Fenerbahçeli oyuncular daha maçın başında birbirlerine laf atacak kadar gergindi ya da heyecanlıydı. Çağlar, ceza sahası önünde top çıkarmaya çalışırken takımı el kol hareketleriyle geri çağırıyor, hemen akabinde Tadiç ileri çıkın diye bağırıyordu.
Önde baskı işe yaradı, ilk 15 dakikada 3 net gol kaçıran Fenerbahçe 17 dakikada Batshuayi ile golü buldu.
İlk yarının kalanında da Fenerbahçe forvetleri “kaleci Bilal’e takılma yarışı” içindeydi. 43. Dakikada bu yarışı bitiren isim Djiku oldu. Yerine sağlam bir stoper bulunursa Djiku orta sahada da başarılı olacağını bu maçta gösterdi. Attığı golde mucize adam Osterwolde’nin katkısı büyüktü. Cengiz’in yine etkisiz kaldığı oyunda Tadiç ve Syzmanski usta paslarıyla dikkat çekti.
İkinci yarıda değişen bir şey olmadı. Yine forvetler gol kaçırırken, Syzmanski’nin nefis asistiyle Çağlar bile gol atmayı başardı. Becao’nun gördüğü kartla haftaya cezalı duruma düşmesi İsmail Kartal’ın korktuğunun başına gelmesiydi. Gördüğü karta ise “şanssızlık” dışında söylenebilecek bir şey yok. Aslında orta hakem Direnç Tonusluoğlu’nun yönetimi de şaşırtacak kadar soğukkanlıydı.

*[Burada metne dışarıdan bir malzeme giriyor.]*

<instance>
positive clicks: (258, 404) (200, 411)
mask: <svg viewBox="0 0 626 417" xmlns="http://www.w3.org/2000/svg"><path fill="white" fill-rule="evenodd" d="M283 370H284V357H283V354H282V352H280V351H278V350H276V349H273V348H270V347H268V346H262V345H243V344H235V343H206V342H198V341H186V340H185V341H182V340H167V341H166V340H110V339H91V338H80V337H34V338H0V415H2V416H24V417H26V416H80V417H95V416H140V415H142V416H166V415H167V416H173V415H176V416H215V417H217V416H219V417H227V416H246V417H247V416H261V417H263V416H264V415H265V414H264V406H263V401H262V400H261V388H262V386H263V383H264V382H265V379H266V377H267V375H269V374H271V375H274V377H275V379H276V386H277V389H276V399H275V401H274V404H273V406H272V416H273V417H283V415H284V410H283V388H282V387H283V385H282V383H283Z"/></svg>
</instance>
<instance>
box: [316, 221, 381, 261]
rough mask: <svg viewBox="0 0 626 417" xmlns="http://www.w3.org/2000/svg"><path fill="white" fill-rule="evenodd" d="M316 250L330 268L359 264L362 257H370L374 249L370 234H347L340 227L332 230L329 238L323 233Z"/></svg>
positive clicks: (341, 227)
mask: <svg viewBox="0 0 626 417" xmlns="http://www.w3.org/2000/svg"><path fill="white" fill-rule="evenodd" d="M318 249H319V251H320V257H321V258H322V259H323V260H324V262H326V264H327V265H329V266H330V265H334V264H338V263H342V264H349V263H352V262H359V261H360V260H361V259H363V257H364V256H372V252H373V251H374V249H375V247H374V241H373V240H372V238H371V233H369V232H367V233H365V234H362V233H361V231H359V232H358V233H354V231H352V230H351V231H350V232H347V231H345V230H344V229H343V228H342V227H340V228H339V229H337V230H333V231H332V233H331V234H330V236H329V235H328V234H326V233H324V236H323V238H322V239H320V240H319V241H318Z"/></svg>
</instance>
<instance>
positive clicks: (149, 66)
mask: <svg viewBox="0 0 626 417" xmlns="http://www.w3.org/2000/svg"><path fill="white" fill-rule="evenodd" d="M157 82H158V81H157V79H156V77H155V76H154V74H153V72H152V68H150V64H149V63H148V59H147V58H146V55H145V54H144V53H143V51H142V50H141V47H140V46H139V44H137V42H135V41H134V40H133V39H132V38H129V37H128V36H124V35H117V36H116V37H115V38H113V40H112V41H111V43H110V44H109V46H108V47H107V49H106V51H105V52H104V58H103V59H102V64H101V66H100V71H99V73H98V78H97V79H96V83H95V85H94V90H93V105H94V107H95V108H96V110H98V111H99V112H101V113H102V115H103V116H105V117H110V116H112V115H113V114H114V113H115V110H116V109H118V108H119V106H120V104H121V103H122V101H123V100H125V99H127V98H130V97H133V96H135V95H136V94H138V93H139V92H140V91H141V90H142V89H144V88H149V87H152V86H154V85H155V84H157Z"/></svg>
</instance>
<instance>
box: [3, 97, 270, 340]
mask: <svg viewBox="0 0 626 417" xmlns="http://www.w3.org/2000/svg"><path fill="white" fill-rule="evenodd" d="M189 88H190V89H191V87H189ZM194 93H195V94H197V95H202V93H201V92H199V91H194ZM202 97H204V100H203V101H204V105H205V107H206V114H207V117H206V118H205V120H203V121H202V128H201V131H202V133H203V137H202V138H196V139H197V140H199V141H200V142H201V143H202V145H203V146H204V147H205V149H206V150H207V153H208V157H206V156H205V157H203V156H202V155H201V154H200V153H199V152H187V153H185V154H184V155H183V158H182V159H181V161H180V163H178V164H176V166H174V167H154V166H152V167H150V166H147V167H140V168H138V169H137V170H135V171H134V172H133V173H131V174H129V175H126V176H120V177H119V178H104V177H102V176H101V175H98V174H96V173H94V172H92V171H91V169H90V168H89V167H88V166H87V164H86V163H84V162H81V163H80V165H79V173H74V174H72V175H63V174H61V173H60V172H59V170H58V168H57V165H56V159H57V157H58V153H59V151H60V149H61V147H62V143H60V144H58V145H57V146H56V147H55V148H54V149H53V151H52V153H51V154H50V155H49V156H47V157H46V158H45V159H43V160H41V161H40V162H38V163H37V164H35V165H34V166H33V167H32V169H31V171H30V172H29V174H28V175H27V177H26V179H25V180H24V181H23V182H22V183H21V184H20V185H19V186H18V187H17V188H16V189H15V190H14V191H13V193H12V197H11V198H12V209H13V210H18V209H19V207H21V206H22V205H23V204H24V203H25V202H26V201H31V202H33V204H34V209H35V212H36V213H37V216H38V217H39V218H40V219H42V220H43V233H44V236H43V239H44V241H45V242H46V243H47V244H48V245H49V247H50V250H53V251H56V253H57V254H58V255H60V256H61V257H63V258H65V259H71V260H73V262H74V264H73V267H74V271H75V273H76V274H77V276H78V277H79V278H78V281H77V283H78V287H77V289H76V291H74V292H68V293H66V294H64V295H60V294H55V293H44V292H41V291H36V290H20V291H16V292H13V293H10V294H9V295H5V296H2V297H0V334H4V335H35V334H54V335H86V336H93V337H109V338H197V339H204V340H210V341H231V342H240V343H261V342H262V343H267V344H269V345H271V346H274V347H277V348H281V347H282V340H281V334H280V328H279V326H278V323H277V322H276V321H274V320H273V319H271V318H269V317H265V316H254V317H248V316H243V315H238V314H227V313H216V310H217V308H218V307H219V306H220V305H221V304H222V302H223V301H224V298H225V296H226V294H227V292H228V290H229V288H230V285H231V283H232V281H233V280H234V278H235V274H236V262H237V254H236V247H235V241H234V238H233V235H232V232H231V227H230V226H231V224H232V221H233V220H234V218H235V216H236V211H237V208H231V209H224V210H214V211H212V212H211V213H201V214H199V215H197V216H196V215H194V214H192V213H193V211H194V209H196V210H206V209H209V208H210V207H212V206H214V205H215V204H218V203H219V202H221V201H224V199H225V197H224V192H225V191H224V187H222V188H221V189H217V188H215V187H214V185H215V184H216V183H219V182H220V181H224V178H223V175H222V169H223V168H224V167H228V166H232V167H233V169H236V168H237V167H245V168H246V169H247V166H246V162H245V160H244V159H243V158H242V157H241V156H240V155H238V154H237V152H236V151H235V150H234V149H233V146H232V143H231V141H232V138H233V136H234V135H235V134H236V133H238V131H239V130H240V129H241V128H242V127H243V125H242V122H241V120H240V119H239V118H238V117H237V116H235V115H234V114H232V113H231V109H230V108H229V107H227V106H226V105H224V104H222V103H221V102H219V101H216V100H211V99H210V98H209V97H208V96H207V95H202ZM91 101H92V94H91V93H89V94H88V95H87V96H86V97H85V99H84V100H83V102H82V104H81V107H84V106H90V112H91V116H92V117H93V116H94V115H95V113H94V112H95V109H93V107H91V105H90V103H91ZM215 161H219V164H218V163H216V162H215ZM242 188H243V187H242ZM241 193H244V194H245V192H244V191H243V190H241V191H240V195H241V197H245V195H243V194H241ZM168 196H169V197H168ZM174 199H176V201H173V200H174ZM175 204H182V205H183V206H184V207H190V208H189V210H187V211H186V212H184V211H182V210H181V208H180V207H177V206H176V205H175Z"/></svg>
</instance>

İnsan üzülüyor bu takıma. Fenerbahçe tarihinin teknik kapasitesi ve uyumu en yüksek kadrolarından birisi belki de birincisi. Şampiyon olmayı gerçekten hak eden bir takım. Herkesin malumu sebeplerle şampiyonluk kaçınca, elde edilen başarıların hiçbir önemi kalmıyor. O nedenle 3-0’lık galibiyete rağmen taraftar “yönetim istifa” diye bağırıyor. Yılların özlemi göz önüne alınırsa, kim taraftarı başarıyı sadece şampiyonluğa endekslediği için eleştirebilir, haksızsınız diyebilir?